Tourism destination branding largely depends on the partnership of the public sector and private sector.

The public sector (Government) plays a critical role in organizing, managing and governing the tourism sector.

Governments owns and manages many iconic tourism attractions, national parks, heritage sites, such as museums, art galleries, and historic monuments.

In essence, government cannot afford to leave such an important economic sector to the whims of the market and private sector.

It is also the government’s role to alleviate the negative consequences of tourism and to ensure that the sector is regulated and planned effectively.

The private sector mainly owns “support facilities” which are critical for high quality visitor experience such as hotel accommodation, restaurants, amusement parks, and touring services.

There is therefore need for partnership of government and corporates to come up with a total package for tourism enjoyment.

However, for tourism effectiveness and efficiency scholars argue that tourist board staff such as the ZTA must appreciate what drives the private sector.

It is argued that it is ideal to inculcate private sector culture into what are normally public sector organisations and not merely pay lip service to it.

Out of this approach, it is argued that links with the tourism industry have to be close and effective.

It emphasises joint cooperation and the abandonment of political boundaries. Tourism boards should ensure that there is a strong linkage between the message and the product.

If you are to use words such as “dreams” or “paradise” think about whether the product you are offering reflects your customers’ ideas of paradise, train your tax drivers, improve the quality of hotels etc.

Stakeholder participation

The Working Group championing destination branding must come up with a core idea such as “Uniquely Singapore” or “South Africa” a land by possibilities”.

Coming up with a core idea is a result of stakeholder consultations which assist in creating a sense of identity and acceptance of the idea.

Stakeholders should promote the core idea at every platform.

The process of developing a core idea should be inclusive and participatory rather than of top -bottom.

Stakeholder management is the driving force for destination’s sustainability and will be a full subject for another day.

Long term financing the long term government commitment

Tourism scholars agree that tourism needs money for tourism development, infrastructural and superstructure development in terms of transportation infrastructure and utilities.
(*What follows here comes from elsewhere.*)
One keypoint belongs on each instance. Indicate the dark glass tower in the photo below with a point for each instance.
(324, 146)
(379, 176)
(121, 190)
Tourism strategists should convince the whole cabinet by showing the benefit of tourism to the national economy, to job creation and to foreign exchange mobilisation.
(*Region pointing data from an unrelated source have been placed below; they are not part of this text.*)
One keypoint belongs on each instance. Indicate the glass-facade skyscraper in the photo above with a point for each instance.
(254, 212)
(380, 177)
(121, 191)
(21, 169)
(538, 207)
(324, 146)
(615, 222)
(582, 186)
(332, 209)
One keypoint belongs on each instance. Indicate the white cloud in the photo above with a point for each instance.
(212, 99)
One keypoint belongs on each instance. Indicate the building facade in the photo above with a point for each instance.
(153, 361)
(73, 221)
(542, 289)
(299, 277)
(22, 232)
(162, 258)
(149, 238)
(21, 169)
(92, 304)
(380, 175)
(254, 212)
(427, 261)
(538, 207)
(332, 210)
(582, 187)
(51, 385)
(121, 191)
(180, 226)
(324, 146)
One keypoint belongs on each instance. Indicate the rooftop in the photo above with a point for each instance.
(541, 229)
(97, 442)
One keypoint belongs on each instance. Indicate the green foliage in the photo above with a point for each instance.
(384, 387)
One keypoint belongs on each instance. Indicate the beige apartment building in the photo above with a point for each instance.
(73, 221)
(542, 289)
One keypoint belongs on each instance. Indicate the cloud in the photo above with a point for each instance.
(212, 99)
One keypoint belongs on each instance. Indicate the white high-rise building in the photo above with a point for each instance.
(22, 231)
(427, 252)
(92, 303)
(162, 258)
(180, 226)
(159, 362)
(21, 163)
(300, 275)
The destination is where the consequences of tourism occur whether positive or negative and it is therefore the focus for planning and management of Tourism, all wrapped into a framework of sustainability where the public sector plays a major role.

In focusing on endowed resources of destinations one has to understand that destinations have many common features but a key distinction is between attractions which draw the visit and the support facilities which are essential for tourism, that support rather than draw the visit.

Sustainability is critical for destinations and this delivered through management of the carrying capacity of tourism resources and the destination management and strategic planning.

All this requires long term government commitment and consistency.

In conclusion, the destination branding framework above is a product of years of research and is summarised as follows.

Destination Branding Strategy (DB) which is derived from corporate branding involves brand positioning, brand identity development, brand promotion, brand association, brand culture, rebranding, brand personality development, and stakeholder involvement and other elements of the brand architecture.

The branding process (for Zimbabwe) particularly or branding involves brand audit which entails assessing the performance of the brand in a given situation.

It involves carrying out an analysis of the target audience in terms of demographics, lifestyles, incomes, cultural orientation and other factors.

It is not a one size fits all scenario of going into Europe and think all people will want to visit Zimbabwe.

It also involves an analysis of the target market.

Competitor analysis is a critical element in the branding process as it analyses the performance of competitors in order to craft strategies to outcompete them and consolidating own position. This becomes the basis of differentiation.